Search API for acousticbrainz

kartikgupta0909 · March 2, 2016, 11:45am

The aim of this API will be to allow users to download data or perform search queries. This API should be very simple to use. The user should be able to give values for few of the properties of a song and get the results. For example: songs with a specific key. The results should be in Json, and the user should have the liberty to choose the number of songs they want.

alastairp · March 3, 2016, 10:36am

Search is something that I’ve really been wanting in AcousticBrainz for a long time. In fact, we already made a start on some experiments using elasticsearch: https://github.com/MTG/acousticbrainz-labs/tree/master/search

I don’t think an API is the only output that we should provide for a search project. If we index things like high- and mid- level features (genres, bpm, key, etc) we should be able to generate graphs from this data too. We made some graphs a long time ago with some early data (http://blog.musicbrainz.org/2014/11/21/what-do-650000-files-look-like-anyway). It’d be cool to be able to automatically generate this kind of data in real-time. We had some success integrating kibana into the elasticsearch database to do this kind of thing.

An API would be useful in our Datasets project. We currently have to type in or copy MusicBrainz IDs into a text field to add songs to a class in the dataset. It would be cool to be able to search for a track by its name, or even search for a release or artist to add all matching recordings to a class.
This search could also match recordings which match certain tags. For example, we have tags on recordings in MusicBrainz which look like genres. Would we be able to say “find all recordings tagged with ‘rock’ and add them to the rock class in our genre dataset”?

Have you looked at the output of the lowlevel and highlevel feature extractors? What specific list of descriptors do you think would be a good idea to include in a search index? For each of these descriptors can you suggest one or two examples of why someone might want to search for these values, and what they would do with the results once they have them?

kartikgupta0909 · March 3, 2016, 11:09am

Other than API what I am thinking is that we can do something like a data warehousing, which will give the users a very deep insight into the data of acousticbrainz. I have had a look at the low level and high level feature (rather using similar features for my academic research), and they seem to be perfect for data warehousing. For eg: A user might want to see a view based on (genre,bpm) values. I am thinking of Materialising view selection, wherein only those views are materialized from which all other views can be materialized, and this will make possible for a user to see different graphs based on different features and they’ll have a very wide variety of graphs to choose from. This can be applied to mid level feature as applying them to low level might lead to a very large number of views which might not be even possible for us to store.
The above approach will actually help the user to see data in very different ways and a good insight into our data.
Putting search for dataset feature. This is one of the places where I thought of applying search in. Which creating a dataset, rather than putting MBID’s the user should be able to put some text search from which they should be to choose. This can be extended to all the mid level features. For eg: The user might want to create a class in a dataset where he wants to put all the songs with the key Cm, and another class where he puts all the songs of key Dm. So this will make usage of dataset very easy to use.

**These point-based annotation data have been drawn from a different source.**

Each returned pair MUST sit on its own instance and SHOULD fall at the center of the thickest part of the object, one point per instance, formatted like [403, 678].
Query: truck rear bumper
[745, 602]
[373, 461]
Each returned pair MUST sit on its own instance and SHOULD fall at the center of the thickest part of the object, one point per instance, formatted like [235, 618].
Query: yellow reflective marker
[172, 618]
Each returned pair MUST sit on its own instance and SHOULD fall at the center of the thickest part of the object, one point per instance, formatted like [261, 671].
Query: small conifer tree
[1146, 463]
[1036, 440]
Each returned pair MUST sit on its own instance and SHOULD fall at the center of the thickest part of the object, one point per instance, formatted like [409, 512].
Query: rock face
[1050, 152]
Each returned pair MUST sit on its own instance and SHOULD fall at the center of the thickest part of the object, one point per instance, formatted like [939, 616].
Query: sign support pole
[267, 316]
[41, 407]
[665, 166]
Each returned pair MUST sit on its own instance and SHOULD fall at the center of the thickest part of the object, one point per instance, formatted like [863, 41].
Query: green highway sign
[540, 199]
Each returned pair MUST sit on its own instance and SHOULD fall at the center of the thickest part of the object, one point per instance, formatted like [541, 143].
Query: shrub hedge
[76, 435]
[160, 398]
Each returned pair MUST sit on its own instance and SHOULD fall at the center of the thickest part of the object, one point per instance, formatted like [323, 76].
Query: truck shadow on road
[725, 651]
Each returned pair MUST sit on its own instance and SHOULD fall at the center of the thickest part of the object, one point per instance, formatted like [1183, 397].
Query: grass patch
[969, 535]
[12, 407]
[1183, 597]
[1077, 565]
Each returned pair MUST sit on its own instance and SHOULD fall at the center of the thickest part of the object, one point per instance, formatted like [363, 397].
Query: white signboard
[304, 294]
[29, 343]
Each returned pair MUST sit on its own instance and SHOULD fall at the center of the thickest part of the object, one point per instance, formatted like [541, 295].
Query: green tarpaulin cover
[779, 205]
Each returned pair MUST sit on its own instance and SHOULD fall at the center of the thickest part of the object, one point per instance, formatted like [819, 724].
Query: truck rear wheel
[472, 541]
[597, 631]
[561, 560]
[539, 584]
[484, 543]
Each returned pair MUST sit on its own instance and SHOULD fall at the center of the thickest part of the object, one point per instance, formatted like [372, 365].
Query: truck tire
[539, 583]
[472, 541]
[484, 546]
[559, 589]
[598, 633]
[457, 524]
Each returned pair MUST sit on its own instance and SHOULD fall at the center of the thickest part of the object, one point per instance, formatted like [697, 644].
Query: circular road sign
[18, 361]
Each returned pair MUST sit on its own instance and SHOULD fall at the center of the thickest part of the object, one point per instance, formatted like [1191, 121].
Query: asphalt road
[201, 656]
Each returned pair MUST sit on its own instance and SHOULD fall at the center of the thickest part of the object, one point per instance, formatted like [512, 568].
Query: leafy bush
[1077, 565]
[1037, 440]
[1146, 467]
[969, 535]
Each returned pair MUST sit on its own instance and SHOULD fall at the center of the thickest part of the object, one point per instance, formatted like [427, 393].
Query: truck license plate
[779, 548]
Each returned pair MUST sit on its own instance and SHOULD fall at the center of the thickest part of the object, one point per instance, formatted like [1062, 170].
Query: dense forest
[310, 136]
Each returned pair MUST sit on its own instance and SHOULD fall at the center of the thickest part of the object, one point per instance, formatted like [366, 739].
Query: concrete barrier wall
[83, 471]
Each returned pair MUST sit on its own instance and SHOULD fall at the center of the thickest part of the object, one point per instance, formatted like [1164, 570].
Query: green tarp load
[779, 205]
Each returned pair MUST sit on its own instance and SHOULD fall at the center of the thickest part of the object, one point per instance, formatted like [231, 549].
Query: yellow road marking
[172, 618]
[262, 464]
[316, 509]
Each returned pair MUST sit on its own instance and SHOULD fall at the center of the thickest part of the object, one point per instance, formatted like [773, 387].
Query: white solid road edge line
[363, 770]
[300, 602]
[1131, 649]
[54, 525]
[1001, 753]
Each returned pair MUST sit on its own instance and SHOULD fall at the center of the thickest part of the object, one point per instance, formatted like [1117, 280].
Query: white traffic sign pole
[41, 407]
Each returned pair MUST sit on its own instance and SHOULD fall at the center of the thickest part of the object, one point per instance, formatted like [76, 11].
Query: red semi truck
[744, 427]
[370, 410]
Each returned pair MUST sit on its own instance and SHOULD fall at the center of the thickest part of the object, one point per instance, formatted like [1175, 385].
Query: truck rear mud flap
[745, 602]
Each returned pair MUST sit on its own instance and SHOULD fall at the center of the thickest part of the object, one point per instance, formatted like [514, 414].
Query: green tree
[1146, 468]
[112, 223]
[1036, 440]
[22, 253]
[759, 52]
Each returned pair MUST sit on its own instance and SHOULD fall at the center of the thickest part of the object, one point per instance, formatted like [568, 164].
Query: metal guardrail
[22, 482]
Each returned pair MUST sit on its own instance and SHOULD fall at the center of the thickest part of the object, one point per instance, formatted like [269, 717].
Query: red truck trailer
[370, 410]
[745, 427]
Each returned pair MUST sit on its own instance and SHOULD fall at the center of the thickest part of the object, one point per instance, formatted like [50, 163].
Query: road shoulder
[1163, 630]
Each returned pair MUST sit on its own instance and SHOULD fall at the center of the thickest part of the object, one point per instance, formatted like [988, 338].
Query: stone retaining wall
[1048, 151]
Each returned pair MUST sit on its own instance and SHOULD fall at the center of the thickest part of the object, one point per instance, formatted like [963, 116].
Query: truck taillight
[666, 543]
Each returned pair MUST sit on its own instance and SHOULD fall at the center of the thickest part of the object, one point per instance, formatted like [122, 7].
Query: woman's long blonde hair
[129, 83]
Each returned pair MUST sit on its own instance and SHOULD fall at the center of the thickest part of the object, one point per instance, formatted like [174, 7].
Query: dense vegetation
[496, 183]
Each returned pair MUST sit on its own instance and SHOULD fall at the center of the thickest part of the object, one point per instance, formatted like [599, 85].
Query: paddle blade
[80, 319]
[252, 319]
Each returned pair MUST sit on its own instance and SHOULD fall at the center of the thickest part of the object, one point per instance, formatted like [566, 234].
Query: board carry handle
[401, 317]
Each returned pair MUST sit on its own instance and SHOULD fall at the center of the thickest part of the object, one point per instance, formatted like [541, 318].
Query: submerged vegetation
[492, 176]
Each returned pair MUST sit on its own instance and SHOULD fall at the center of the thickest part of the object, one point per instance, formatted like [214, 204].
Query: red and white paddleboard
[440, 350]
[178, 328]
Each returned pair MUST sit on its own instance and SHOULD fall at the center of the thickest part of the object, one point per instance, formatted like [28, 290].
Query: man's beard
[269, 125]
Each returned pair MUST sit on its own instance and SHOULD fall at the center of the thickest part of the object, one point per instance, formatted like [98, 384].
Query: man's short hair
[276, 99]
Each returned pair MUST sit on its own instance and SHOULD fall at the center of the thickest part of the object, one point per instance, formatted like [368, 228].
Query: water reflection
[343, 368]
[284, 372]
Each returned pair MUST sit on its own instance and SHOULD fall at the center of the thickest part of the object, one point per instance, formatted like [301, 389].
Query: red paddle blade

alastairp · March 11, 2016, 11:07am

Be careful about suggesting too many project ideas. You have some interesting thoughts, and they also reflect some of the ideas that we have had for the project, but you should give some concrete ideas if you want to discuss this project further.
This could include things like a particular use case of exploring data to end up at a particular value, or a description of the kind of data you want to show (e.g. you talk about graphs but don’t talk about the types of graphs or the data that you want to show).
If you want to continue with this idea, please be more detailed in the idea discussion.